MS&ADインシュアランスグループホールディングスは2021年4月26日、自賠責保険の解約書類の入力業務にAI(人工知能)を組み込んだ OCR(光学的文字認識)を導入したと発表した。東証マザーズ上場のAIスタートアップ、AI inside(AIインサイド)が提供するAI OCR「DX Suite」を活用した「計上業務自動化フロー」を開発。人手による書類の入力作業を自動化して、年間約4万時間の業務時間削減を見込むという。

 この4月に利用を始めた。
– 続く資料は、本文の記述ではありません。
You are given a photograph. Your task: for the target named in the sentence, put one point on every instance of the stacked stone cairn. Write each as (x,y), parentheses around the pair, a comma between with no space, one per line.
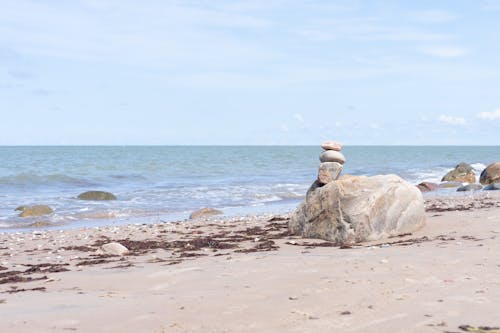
(332,162)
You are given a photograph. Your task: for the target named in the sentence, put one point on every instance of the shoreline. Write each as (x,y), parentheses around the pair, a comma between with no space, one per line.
(247,274)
自賠責保険業務の担当者は同フローに基づき、全国から送られる解約手続き書類(自動車損害賠償責任保険承認請求書)をまずPDFに変換し、DX Suiteでテキストデータを抽出する。RPA(ロボティック・プロセス・オートメーション)を活用し、それらのデータを傘下の三井住友海上火災保険およびあいおいニッセイ同和損害保険のオンライン入力画面に自動入力して解約処理を進める。

 AI OCRによる帳票識別や手書き文字の自動認識だけでなく、漢字表記に基づくフリガナの作成、住所や名前、振込口座欄に押印するゴム印の処理も自動化した。帳票の種類の多さや内容の複雑さが自動化への課題となっていたが、DX Suiteの持つ自動仕分け機能「Elastic Sorter」を活用し、読み取りを可能とした。

計上業務自動化フローのイメージ
計上業務自動化フローのイメージ
(出所:MS&ADインシュアランスグループホールディングス)
[画像のクリックで拡大表示]

 今後も業務効率化のため、システム化していない口座振替依頼書などの申込書類へのフロー適用を検討するという。